As for the data centre requirements, we can use the NSA’s Utah DC for a baseline once more.  The blueprints for the data centre indicate that around 100,000 square feet of the facility will be for housing the data, with the remainder being used for cooling, power, and making sure that us mere mortals can’t get our prying eyes on the prying eyes.  Problem is, once the blueprints were revealed/leaked/whatever, we realised that such a data centre would likely only be able to hold a volume of data in the exabyte range.

Techcrunch told us just how far out the yottabyte estimate was:

How far off were the estimates that we were fed before? Taking an unkind view of the yottabyte idea, let’s presume that it was the implication that the center could hold the lowest number of yottabytes possible to be plural: 2. The smaller, and likely most reasonable, claim of 3 exabytes of storage at the center is directly comparable.

Now, let’s dig into the math a bit and see just how far off early estimates were. Stacked side by side, it would take 666,666 3-exabyte units of storage to equal 2 yottabytes. That’s because a yottabyte is 1,000 zettabytes, each of which contain 1,000 exabytes. So, a yottabyte is 1 million exabytes. The ratio of 2:3 in our example of yottabytes and exabytes is applied, and we wrap with a 666,666:1 ratio.

I highlight that fact, as the idea that the Utah data center might hold yottabytes has been bandied about as if it was logical. It’s not, given the space available for servers and the like.

Yup, we’re going to need to build a whole lot of data centres.  I vote for building them up in Upington, because (1) there’s practically nothing there, and (2) the place conveniently has a 747-capable runway.  Power is going to be an issue though: each data centre is estimated to use 65 MW of power.  Multiply this by 666,666, and… yeah, this is going to be a bit of a problem.  Just short of 44 terawatts are required here, and when one considers that xkcd’s indestructible hair dryer was “impossibly” consuming more power than every other electrical device on the planet combined when it hit 18.7 TW, we’re going to have to think outside of the box.  (Pun intended for those who have read the indestructible hair dryer article.)
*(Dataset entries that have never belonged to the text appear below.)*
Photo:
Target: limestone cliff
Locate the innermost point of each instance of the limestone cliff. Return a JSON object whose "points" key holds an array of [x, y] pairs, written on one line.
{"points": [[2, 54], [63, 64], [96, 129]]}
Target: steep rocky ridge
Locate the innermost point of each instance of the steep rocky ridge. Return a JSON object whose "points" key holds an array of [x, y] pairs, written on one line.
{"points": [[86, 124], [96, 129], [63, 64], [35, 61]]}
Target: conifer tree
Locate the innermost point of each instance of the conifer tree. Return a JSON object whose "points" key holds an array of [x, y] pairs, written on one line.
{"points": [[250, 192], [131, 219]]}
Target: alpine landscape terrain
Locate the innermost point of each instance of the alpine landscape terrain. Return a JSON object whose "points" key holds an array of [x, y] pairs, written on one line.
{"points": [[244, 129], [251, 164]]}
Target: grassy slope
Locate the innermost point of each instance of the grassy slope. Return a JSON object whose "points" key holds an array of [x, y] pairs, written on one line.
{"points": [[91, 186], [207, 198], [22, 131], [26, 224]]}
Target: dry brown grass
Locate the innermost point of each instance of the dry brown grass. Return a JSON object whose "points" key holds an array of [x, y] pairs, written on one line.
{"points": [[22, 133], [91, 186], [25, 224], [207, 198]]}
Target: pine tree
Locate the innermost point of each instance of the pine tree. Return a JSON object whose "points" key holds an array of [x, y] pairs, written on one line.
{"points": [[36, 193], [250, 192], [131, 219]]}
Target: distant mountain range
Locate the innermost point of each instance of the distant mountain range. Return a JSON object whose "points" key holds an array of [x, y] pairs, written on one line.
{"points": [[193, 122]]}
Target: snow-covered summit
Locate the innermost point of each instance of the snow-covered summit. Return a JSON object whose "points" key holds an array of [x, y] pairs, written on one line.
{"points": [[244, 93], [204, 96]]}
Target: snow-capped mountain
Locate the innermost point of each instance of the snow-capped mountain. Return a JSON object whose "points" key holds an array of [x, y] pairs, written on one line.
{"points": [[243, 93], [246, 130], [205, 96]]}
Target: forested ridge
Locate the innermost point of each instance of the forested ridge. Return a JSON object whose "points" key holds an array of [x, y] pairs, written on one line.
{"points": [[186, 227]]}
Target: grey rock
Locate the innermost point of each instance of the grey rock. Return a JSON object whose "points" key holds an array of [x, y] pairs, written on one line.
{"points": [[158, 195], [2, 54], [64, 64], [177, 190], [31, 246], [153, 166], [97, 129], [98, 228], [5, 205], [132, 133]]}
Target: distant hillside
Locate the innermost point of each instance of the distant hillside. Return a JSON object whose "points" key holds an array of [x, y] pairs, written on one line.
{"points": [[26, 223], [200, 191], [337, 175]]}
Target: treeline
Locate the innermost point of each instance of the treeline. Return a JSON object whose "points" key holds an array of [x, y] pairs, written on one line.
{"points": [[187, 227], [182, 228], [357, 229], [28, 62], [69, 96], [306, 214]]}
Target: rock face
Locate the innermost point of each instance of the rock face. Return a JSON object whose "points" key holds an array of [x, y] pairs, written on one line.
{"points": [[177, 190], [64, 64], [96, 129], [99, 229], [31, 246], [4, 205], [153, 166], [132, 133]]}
Or not… because this means that our estimate of one yottabyte being the size of the internet is way too high.  So, we can do this in phases: build 10,000-50,000 or so data centres, fill them up, power them up, then rinse and repeat until we’ve got the entire Internet.  You’ll have to have every construction crew in the world working around the clock to build the data centres and power stations, every electrical engineer in the world working on re-routing power from elsewhere in the world — especially when one considers that, due to advancements in technology (sometimes, Moore’s Law is not in our favour), the size of the Internet will be increasing all the time while we’re doing this.  But it might just about be possible.

That said: even due to the practical impossibility of the task, don’t underestimate the NSA.